The coordinating committee representing Yugoslavia's 600 bank creditors agreed Friday to "explore the possibility" of multi-year refinancing for part of the country's $19.5 billion foreign debt.

The bank coordinating committee, headed by Manufacturers Hanover Trust, said the proposal would be considered, provided the multinational agencies, such as the International Monetary Fund and government creditors, "will be prepared to develop programs on a comparable basis."

Yugoslavia's request follows multi-year refinancing agreements by Mexico and Venezuela completed this month.

Mexico's creditors agreed to the deal because of the success of its International Monetary Fund readjustment program. Venezuela has no IMF program but the fund has approved the country's own internal measures.

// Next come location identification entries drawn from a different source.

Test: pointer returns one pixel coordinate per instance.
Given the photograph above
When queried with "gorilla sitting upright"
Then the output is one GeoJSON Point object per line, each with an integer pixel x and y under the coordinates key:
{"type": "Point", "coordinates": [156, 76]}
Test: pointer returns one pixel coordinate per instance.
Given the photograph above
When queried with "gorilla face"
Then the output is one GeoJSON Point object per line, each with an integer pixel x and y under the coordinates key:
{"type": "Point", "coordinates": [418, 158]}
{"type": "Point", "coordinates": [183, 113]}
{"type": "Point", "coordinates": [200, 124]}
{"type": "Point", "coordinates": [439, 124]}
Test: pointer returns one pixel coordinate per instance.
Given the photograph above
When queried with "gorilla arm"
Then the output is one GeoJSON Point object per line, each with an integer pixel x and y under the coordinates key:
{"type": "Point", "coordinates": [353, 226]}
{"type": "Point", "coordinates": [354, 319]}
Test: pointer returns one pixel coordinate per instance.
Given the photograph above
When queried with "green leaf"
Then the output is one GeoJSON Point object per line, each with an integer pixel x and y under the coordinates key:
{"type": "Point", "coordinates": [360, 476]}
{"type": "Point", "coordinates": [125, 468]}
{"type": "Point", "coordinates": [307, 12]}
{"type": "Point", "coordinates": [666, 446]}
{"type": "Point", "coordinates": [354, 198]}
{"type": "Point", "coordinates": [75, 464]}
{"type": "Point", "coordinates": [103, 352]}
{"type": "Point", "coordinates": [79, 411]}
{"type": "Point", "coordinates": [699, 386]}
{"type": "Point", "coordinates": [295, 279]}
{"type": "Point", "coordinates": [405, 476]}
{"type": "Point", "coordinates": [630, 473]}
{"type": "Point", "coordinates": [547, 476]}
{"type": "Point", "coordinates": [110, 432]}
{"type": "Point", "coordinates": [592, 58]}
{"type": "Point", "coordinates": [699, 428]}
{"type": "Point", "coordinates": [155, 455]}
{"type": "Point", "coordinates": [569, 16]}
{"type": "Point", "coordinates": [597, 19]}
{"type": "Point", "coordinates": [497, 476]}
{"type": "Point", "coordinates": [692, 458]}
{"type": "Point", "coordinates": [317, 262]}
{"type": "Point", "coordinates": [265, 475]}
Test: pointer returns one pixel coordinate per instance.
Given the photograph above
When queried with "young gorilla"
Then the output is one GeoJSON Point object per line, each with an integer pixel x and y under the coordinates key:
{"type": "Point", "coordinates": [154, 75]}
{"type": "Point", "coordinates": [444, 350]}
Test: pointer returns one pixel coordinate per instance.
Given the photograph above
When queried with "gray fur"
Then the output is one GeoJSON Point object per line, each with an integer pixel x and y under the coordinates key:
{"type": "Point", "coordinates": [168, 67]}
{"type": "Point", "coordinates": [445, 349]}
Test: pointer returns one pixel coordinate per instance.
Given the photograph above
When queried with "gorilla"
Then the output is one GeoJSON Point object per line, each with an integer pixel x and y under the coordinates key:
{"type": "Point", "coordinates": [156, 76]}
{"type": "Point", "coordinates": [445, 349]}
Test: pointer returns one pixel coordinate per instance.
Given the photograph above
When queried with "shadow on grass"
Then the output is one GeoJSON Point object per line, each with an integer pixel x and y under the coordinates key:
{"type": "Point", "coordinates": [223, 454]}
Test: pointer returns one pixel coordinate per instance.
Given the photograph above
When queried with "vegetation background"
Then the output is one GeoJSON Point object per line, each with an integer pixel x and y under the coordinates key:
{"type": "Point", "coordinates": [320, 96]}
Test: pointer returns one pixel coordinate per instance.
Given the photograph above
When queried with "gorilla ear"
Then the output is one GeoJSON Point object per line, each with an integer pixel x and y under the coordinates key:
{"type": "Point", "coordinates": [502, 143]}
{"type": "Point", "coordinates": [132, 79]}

Vladimir Klemencic, finance minister, led a Yugoslav delegation that met for two days with the committee in New York. "Further meetings remain to be scheduled following discussions between the Yugoslav delegation and their other creditors," an announcement said.

Yugoslavia has had two refinancing agreements with commercial banks. The first, in September 1983, was for $1.2 billion in short- and medium-term loans and included $600 million in new money.

In 1983 the country obtained a total of $4.2 billion from the IMF, the World Bank, the Bank for International Settlements and commercial banks.

In May, Yugoslavia signed another bank rescheduling agreement for $1.2 billion of 1984 maturities that included no new money requests.

Bankers said Yugoslavia has been in compliance with its IMF program and has made all interest payments on time.


Brazil has promised to cut food subsidies and tighten control of public spending in its latest letter of intent to the International Monetary Fund (IMF), which was published in Brazilian newspapers over the weekend.

The letter was delivered to the IMF in Washington Friday and was printed in full by Brazilian newspapers Saturday.

Brazil, the Third World's most indebted country with foreign borrowings close to $100 billion, is in the second year of a three-year funding program with the IMF. Late this month, the country is expected to begin talks with its commercial bank creditors on financing needs for 1985.

According to the newspaper reports, the government has undertaken to remove wheat subsidies by the end of the year.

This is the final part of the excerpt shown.